Die Kunst des Witzeerzählens beherrscht Markus Krebs wie kein Zweiter. Mit Mütze und Sonnenbrille sitzt der Duisburger auf einem Barhocker, genehmigt sich ab und an einen kräftigen Schluck aus seiner obligatorischen Bierpulle und haut einen Gag nach dem nächsten raus. Derweil kann sich das Publikum dem raubeinigen Charme des Stand-up-Comedians unmöglich entziehen und feuert in regelmäßigen Abständen Lachsalven ab. Ziemlich genau so sieht ein Live-Auftritt von Markus Krebs aus.

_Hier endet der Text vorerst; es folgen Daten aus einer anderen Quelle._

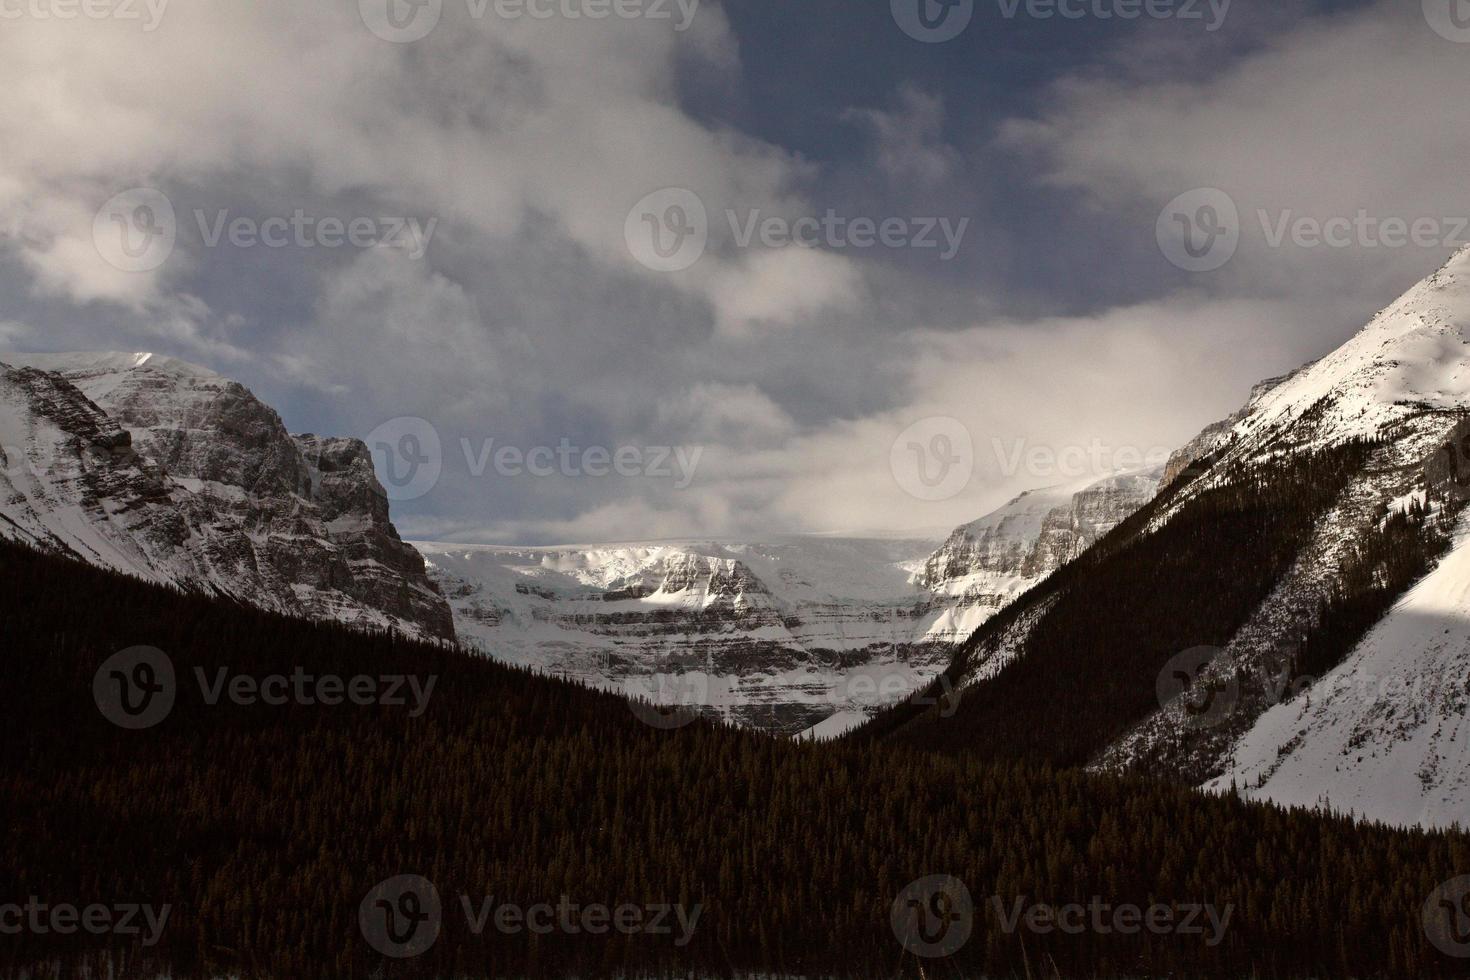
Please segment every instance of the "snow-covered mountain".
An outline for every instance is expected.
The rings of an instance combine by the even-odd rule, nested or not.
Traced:
[[[264,608],[452,639],[367,447],[151,354],[0,354],[0,534]]]
[[[6,537],[783,732],[841,730],[926,684],[1157,480],[1024,494],[942,543],[414,547],[361,442],[290,435],[238,383],[127,353],[0,355],[0,452]]]
[[[1158,473],[1020,497],[929,539],[514,548],[420,542],[460,637],[497,659],[726,720],[839,734],[1145,503]]]
[[[924,562],[918,583],[997,610],[1148,503],[1162,472],[1157,467],[1102,480],[1089,476],[1027,491],[956,528]]]
[[[1242,527],[1291,527],[1291,550],[1279,572],[1272,558],[1269,588],[1260,601],[1252,599],[1241,610],[1226,602],[1191,605],[1191,623],[1200,633],[1192,642],[1220,645],[1219,655],[1189,682],[1189,688],[1216,698],[1211,704],[1217,710],[1207,723],[1201,723],[1194,699],[1160,693],[1163,707],[1151,714],[1147,707],[1138,708],[1144,716],[1125,726],[1122,736],[1107,735],[1095,743],[1092,767],[1220,790],[1233,785],[1255,798],[1329,805],[1376,820],[1470,824],[1470,758],[1464,748],[1470,732],[1470,526],[1463,513],[1464,488],[1470,486],[1467,417],[1470,250],[1405,292],[1338,350],[1255,386],[1241,411],[1208,426],[1176,453],[1164,470],[1163,489],[1141,508],[1129,538],[1110,539],[1114,554],[1144,554],[1145,539],[1183,520],[1186,511],[1191,523],[1182,526],[1202,542],[1191,552],[1200,561],[1223,569],[1239,567],[1241,554],[1277,554],[1258,542],[1236,541],[1238,520]],[[1270,485],[1272,473],[1277,485],[1285,486],[1279,475],[1297,472],[1291,467],[1308,458],[1326,458],[1313,454],[1329,450],[1336,454],[1330,458],[1347,467],[1333,470],[1341,488],[1330,483],[1324,504],[1299,510],[1305,514],[1302,523],[1273,525],[1248,514],[1235,519],[1229,510],[1208,504],[1266,500],[1250,494],[1230,498],[1219,491]],[[1282,497],[1285,491],[1274,492],[1273,500],[1294,505]],[[1302,508],[1308,507],[1305,501],[1317,500],[1311,494],[1298,497]],[[1413,519],[1407,517],[1410,510]],[[1394,514],[1405,517],[1394,525]],[[1405,532],[1405,526],[1411,530]],[[1392,538],[1394,533],[1408,533],[1414,544]],[[1210,535],[1210,541],[1201,535]],[[972,538],[979,542],[983,535],[972,533]],[[1389,569],[1391,561],[1408,560],[1405,555],[1413,564],[1395,567],[1427,573],[1411,588]],[[1208,569],[1192,572],[1191,582],[1210,577]],[[1385,592],[1391,580],[1395,585]],[[1066,671],[1008,667],[1020,669],[1020,661],[1030,657],[1041,658],[1038,664],[1076,664],[1086,657],[1105,670],[1113,658],[1126,660],[1122,651],[1103,644],[1069,652],[1045,639],[1089,638],[1094,635],[1089,623],[1111,630],[1108,635],[1126,632],[1116,626],[1119,617],[1111,608],[1094,605],[1088,611],[1089,595],[1105,591],[1088,573],[1064,586],[1048,585],[1053,588],[1038,589],[1025,604],[1011,605],[1007,616],[980,630],[956,664],[957,683],[976,691],[983,685],[1010,691],[1005,685],[1025,676],[1057,691],[1028,692],[1033,705],[1055,705],[1080,696],[1067,688],[1073,679]],[[1157,595],[1132,592],[1129,601],[1136,607],[1127,608],[1126,619],[1169,621],[1176,599],[1167,588]],[[1360,620],[1354,619],[1363,608],[1389,607],[1377,626],[1372,619],[1358,626]],[[1341,638],[1330,642],[1344,648],[1308,673],[1302,651],[1313,648],[1320,655],[1329,642],[1324,638]],[[1147,642],[1148,636],[1139,639]],[[1147,691],[1144,698],[1152,701],[1155,682],[1166,691],[1175,669],[1173,661],[1160,663],[1154,669],[1158,677],[1126,677],[1114,691],[1129,702]],[[970,701],[991,713],[1007,710],[994,696],[969,696],[967,707]],[[986,726],[1004,729],[1003,723],[994,714],[972,714],[963,724],[969,726],[964,730],[983,732]],[[1111,721],[1097,732],[1107,732],[1107,724]]]
[[[1256,386],[1240,412],[1177,453],[1167,480],[1191,467],[1201,475],[1147,512],[1151,527],[1244,464],[1372,440],[1289,570],[1197,681],[1239,685],[1228,716],[1200,731],[1186,701],[1172,702],[1107,747],[1096,767],[1172,771],[1372,819],[1470,824],[1470,542],[1456,516],[1470,476],[1467,415],[1470,249],[1337,350]],[[1386,514],[1415,501],[1428,510],[1423,533],[1451,538],[1447,556],[1337,667],[1281,676],[1282,652],[1322,627],[1356,549],[1381,534]]]
[[[790,732],[944,669],[962,627],[912,581],[934,544],[416,546],[460,638],[496,659]]]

„Pass auf … kennste den?!” heißt eines der Soloprogramme von Markus Krebs. Und dieser Name trifft den Nagel auf den Kopf. Denn der „Mann hinter dem Bauch” bombardiert seine Zuschauer geradezu mit Witzen – und zwar mit solchen der zotigen Sorte. Feinsinn? Fehlanzeige! Subtiler Humor? Gibt’s woanders! Eine tiefere Botschaft? Nö! Dafür sorgt der „Hocker-Rocker” mit kuriosen Alltagsgeschichten, herrlich bekloppten Wortspielen und Pointen am laufenden Band dafür, dass sich sein Publikum vor Lachen nicht mehr einkriegt. Dass sich der Humor dabei gerne mal deutlich unter der viel zitierten Gürtellinie bewegt, ist natürlich volle Absicht. Markus Krebs live zu erleben, fühlt sich ein wenig so an, als sitze man mit einem Kumpel in der Kneipe – einem sehr lustigen Kumpel.
Markus Krebs’ Witze sind allesamt gut, keine Frage. Entscheidend dafür, dass sie auch zünden, ist aber die Art, wie er sie erzählt. In dieser Hinsicht macht dem Ruhrpott-Original keiner was vor. Mithilfe von gekonnt gesetzten Pausen und Betonungen bringt der leidenschaftliche Fußballfan selbst den größten Kalauer derart trocken rüber, dass man schlichtweg keine andere Wahl hat, als in Gelächter auszubrechen. Ob der Comedian über seine Ex herzieht, sich über seinen liebevoll „Vollpfosten” genannten Freund lustig macht (der sich zum Beispiel mit einem Brennholzverleih selbstständig machen will) oder sich selbst auf die Schippe nimmt – mit seiner direkten, unverfälschten Art drückt er jedem Gag seinen persönlichen Stempel auf.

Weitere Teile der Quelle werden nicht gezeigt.